A “centaur” is a human being who is assisted by a machine (a human head on a strong and tireless body). A reverse centaur is a machine that uses a human being as its assistant (a frail and vulnerable person being puppeteered by an uncaring, relentless machine).
https://doctorow.medium.com/https-pluralistic-net-2025-09-11...
I saw this video recently where Google has people walking around carrying these backpacks (lidar/camera setup) and they map places cars can't reach. I think that's pretty interesting, maybe get data for humanoid robots too/walking through crowds/navigating alleys.
I wonder if jobs like these could be on there, walk through this neighborhood/film it kind of thing.

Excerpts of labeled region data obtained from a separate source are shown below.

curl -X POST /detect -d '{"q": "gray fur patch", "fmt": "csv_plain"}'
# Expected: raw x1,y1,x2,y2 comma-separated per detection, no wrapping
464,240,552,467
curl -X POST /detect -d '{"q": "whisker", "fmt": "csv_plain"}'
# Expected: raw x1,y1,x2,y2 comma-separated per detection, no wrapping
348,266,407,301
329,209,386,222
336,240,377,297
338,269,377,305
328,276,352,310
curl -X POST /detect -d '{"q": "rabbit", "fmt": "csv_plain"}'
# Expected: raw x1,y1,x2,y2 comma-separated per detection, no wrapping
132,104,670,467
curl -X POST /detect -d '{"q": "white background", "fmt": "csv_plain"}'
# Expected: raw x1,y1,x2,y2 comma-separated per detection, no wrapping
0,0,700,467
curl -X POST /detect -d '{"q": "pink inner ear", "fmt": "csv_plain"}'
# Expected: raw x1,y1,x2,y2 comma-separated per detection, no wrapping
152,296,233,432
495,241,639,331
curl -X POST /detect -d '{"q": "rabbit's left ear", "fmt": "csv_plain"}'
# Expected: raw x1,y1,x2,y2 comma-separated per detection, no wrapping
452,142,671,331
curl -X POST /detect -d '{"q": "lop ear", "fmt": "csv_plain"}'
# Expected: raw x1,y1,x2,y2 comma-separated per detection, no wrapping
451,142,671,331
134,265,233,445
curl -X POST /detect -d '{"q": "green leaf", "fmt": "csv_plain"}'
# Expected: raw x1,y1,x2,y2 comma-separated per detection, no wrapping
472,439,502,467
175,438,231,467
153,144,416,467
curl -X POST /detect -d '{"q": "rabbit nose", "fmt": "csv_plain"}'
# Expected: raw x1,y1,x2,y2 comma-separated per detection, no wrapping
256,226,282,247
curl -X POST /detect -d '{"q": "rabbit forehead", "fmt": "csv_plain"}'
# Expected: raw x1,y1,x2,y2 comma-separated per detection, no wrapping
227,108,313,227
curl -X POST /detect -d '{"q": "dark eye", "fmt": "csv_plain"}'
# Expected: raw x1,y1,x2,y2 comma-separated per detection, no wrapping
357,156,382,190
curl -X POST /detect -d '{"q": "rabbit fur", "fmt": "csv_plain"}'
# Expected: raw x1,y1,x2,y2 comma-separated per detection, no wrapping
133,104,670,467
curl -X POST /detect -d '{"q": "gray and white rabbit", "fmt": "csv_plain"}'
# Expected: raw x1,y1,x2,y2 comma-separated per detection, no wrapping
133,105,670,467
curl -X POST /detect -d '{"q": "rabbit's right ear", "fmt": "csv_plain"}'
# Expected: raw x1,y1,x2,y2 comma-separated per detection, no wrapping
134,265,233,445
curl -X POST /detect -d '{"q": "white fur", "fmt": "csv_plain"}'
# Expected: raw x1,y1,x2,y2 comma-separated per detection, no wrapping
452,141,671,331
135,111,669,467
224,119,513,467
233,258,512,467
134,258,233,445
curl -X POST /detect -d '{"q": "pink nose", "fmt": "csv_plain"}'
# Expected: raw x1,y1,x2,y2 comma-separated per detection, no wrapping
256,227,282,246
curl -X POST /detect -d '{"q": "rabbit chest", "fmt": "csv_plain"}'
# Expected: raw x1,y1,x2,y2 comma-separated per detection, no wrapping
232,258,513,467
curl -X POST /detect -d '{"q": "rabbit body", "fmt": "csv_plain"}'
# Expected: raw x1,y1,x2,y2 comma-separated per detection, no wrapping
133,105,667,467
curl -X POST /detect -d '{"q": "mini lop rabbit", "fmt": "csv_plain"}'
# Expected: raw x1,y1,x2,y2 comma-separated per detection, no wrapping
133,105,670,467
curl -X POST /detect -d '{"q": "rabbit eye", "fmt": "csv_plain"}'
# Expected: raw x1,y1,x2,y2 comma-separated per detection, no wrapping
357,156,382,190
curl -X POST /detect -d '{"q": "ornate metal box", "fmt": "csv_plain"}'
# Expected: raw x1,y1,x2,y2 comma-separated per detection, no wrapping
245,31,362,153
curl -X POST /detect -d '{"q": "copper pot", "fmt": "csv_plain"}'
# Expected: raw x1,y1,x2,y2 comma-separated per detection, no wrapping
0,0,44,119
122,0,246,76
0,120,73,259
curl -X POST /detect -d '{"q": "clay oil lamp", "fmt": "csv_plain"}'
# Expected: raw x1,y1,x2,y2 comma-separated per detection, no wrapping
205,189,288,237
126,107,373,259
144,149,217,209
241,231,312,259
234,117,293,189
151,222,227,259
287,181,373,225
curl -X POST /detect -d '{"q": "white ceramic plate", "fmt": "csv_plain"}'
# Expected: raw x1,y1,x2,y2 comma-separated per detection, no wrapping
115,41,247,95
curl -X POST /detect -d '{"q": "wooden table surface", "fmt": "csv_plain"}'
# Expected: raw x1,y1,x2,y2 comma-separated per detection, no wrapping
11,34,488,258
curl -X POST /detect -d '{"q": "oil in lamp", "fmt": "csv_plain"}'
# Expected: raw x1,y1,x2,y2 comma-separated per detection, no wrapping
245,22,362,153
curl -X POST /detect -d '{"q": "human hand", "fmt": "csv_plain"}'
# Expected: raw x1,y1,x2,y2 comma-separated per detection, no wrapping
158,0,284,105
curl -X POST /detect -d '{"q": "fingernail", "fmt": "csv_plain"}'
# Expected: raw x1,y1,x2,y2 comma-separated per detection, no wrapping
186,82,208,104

From the beginning they know who you are
Would be interesting people start hijacking humanoid robots, little microwave EMP device (not sure if that would work) and then grab it/reprogram it.
Like one of these
What a boring misanthropy.
It's work. You're hiring qualified people. For qualified work. You're not "renting a human." Which is just an abstract idealism of chattel slavery, so, is it really a surprise the author made nothing?
On one hand, "coder" is a qualified job title, and we're not dehumanizing the quality of the work done. On the other hand, certain qualified work can easily, and sometimes with better results, be done by an AI. Including "human" in the name of the company can communicate clearly to those who want, or need, to hire in meatspace.